SynthesisInput

Contains text input to be synthesized. Either text or ssml must be supplied. Supplying both or neither returns google.rpc.Code.INVALID_ARGUMENT. The input size is limited to 5000 bytes.

JSON representation
{
  "customPronunciations": {
    object (CustomPronunciations)
  },

  // Union field input_source can be only one of the following:
  "text": string,
  "ssml": string,
  "multiSpeakerMarkup": {
    object (MultiSpeakerMarkup)
  }
  // End of list of possible types for union field input_source.
}
Fields
customPronunciations

object (CustomPronunciations)

Optional.

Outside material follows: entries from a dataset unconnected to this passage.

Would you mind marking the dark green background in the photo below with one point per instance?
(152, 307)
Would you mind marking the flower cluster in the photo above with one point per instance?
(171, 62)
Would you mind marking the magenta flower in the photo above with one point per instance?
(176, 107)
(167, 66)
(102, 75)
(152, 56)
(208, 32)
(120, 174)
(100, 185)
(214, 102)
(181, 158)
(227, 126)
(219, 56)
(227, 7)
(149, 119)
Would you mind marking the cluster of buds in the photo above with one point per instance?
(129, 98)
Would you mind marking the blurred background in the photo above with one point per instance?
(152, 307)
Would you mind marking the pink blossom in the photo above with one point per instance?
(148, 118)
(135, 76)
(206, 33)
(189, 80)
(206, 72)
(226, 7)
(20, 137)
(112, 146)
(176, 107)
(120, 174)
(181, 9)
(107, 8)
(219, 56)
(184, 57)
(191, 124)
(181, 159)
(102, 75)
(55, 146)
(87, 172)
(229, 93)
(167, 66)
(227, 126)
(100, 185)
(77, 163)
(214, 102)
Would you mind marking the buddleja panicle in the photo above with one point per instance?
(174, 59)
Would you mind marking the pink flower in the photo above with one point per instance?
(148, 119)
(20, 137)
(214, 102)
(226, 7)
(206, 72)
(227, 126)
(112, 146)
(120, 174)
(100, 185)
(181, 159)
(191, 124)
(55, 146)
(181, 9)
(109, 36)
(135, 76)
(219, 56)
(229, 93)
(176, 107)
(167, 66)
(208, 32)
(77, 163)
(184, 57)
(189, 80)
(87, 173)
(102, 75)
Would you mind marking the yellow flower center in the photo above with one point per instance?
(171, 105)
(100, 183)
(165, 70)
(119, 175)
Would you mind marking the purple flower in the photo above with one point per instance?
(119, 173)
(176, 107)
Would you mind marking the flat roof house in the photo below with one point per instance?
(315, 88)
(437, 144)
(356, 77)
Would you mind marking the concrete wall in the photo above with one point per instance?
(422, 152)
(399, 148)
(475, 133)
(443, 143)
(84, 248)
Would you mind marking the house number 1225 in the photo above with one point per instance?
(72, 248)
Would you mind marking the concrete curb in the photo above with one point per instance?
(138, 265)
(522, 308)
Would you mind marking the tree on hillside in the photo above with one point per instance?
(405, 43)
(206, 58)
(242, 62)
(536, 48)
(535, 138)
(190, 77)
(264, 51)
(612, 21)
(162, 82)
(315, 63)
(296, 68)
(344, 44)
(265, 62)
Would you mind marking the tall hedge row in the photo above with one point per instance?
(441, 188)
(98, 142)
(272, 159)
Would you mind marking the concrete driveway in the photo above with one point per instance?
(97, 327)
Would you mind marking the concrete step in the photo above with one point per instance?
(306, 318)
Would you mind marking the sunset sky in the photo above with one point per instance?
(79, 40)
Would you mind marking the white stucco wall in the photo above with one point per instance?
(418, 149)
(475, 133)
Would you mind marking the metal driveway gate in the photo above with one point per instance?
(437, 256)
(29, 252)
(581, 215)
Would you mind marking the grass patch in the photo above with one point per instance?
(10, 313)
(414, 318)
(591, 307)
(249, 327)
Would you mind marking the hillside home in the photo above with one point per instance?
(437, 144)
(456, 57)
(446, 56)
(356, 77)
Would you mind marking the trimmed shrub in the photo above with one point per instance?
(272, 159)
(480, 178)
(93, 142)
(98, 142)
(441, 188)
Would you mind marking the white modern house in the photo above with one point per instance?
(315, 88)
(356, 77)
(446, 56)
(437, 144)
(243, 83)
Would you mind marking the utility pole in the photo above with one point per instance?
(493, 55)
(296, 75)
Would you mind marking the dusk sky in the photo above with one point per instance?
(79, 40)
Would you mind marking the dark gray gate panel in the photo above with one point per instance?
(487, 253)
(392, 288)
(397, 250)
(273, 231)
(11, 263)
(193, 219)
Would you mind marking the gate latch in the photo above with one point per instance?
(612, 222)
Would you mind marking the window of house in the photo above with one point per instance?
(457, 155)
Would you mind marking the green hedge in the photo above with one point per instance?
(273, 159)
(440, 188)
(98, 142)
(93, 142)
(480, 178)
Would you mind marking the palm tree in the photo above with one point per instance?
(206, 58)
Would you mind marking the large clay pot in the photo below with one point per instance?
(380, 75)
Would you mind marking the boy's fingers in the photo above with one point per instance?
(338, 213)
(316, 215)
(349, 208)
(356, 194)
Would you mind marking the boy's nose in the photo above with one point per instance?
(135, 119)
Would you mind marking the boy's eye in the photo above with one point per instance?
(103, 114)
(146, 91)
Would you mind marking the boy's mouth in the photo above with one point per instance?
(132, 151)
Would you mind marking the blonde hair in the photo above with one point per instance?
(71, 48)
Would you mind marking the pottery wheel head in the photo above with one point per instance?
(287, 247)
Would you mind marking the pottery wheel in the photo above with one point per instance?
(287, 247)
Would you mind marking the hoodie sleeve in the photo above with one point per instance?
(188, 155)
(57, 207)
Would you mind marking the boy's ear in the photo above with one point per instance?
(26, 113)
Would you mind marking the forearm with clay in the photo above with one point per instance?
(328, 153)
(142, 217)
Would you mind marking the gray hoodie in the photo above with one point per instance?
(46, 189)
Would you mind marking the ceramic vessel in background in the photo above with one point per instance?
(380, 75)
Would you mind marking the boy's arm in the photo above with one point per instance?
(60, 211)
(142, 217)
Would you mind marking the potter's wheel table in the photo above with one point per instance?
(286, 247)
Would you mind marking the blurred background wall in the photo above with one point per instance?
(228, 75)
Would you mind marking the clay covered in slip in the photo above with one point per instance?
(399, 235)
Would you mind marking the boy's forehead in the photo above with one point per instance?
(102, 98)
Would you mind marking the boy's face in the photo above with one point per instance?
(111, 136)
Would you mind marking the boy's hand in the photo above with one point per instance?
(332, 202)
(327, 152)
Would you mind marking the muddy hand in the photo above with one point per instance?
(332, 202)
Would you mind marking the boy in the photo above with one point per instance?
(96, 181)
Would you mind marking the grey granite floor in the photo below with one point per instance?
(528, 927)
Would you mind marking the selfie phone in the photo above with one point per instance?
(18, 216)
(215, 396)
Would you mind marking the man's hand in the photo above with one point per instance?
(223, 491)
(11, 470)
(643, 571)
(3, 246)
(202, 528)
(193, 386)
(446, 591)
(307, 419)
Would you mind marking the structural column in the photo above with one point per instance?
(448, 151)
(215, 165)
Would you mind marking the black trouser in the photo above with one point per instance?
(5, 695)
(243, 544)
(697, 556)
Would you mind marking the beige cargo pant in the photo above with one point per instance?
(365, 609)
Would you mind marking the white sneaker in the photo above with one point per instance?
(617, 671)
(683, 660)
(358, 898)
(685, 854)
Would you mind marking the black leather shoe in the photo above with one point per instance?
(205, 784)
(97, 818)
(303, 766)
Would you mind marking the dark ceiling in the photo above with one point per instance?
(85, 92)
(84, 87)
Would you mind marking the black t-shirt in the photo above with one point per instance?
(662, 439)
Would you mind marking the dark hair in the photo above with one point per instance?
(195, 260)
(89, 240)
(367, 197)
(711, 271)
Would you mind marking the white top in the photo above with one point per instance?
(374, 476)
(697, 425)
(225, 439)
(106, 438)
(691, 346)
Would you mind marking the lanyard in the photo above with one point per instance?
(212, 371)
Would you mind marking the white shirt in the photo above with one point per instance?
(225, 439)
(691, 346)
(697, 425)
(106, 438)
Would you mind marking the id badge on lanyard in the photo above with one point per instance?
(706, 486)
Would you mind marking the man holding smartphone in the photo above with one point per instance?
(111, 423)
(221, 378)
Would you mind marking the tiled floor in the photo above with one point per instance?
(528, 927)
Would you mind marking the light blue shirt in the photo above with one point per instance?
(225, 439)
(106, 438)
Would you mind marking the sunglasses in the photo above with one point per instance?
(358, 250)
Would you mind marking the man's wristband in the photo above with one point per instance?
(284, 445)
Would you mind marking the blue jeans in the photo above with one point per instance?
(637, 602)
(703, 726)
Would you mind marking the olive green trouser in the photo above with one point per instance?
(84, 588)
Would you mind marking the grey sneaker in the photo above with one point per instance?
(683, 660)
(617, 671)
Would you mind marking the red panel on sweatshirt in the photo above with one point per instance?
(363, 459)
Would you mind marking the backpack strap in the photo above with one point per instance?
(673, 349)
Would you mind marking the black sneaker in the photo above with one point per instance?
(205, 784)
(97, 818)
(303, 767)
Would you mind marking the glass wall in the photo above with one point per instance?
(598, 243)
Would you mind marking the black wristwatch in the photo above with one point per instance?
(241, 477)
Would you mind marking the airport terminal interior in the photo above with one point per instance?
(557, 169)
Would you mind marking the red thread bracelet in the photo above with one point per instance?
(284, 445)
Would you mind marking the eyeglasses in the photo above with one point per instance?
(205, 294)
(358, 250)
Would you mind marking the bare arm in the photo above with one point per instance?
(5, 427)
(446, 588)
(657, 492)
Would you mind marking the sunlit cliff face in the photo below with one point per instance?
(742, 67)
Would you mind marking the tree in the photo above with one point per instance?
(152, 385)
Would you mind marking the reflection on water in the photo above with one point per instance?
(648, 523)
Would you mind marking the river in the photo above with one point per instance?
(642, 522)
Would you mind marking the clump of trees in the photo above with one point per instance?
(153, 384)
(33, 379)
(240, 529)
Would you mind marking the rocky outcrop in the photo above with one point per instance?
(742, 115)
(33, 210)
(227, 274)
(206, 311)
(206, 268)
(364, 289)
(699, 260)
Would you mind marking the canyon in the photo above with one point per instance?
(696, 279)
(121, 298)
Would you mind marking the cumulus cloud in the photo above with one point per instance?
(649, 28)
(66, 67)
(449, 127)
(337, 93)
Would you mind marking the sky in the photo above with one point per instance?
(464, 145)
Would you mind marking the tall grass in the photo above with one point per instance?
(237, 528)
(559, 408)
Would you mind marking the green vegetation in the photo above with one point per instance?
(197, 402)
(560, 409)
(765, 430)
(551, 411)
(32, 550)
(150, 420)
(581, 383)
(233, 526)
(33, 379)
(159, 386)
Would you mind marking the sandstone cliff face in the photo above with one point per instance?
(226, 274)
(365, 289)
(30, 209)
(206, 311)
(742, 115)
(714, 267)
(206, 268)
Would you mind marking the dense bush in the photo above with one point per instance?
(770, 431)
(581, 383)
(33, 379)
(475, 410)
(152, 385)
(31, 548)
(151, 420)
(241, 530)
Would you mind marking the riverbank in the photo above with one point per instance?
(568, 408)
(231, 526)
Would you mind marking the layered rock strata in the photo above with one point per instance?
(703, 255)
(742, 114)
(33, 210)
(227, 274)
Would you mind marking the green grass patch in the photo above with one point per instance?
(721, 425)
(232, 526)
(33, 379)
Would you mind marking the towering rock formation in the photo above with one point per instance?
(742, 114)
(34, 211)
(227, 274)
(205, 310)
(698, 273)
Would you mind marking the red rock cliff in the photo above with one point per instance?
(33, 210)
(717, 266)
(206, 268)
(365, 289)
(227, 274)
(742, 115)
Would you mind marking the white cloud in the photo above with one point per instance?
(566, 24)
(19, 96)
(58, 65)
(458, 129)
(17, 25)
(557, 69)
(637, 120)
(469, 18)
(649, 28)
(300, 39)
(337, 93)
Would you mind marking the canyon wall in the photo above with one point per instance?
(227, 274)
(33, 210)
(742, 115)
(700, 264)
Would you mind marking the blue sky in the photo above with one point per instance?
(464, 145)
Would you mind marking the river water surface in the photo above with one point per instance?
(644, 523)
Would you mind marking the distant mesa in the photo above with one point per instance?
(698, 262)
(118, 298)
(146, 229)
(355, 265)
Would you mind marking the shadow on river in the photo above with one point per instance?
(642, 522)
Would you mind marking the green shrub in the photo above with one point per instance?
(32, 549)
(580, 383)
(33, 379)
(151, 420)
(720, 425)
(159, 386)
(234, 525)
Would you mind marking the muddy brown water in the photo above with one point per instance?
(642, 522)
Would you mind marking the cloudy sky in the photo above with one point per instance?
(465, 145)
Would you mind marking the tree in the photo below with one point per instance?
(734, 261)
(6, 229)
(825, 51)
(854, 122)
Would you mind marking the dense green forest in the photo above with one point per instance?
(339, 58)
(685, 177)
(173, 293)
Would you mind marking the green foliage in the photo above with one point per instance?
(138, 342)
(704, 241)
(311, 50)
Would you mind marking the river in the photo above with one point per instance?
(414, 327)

The pronunciation customizations are applied to the input. If this is set, the input is synthesized using the given pronunciation customizations.

The initial support is for English, French, Italian, German, and Spanish (EFIGS) languages, as provided in

VoiceSelectionParams

. Journey and Instant Clone voices aren't supported.

In order to customize the pronunciation of a phrase, there must be an exact match of the phrase in the input types. If using SSML, the phrase must not be inside a phoneme tag.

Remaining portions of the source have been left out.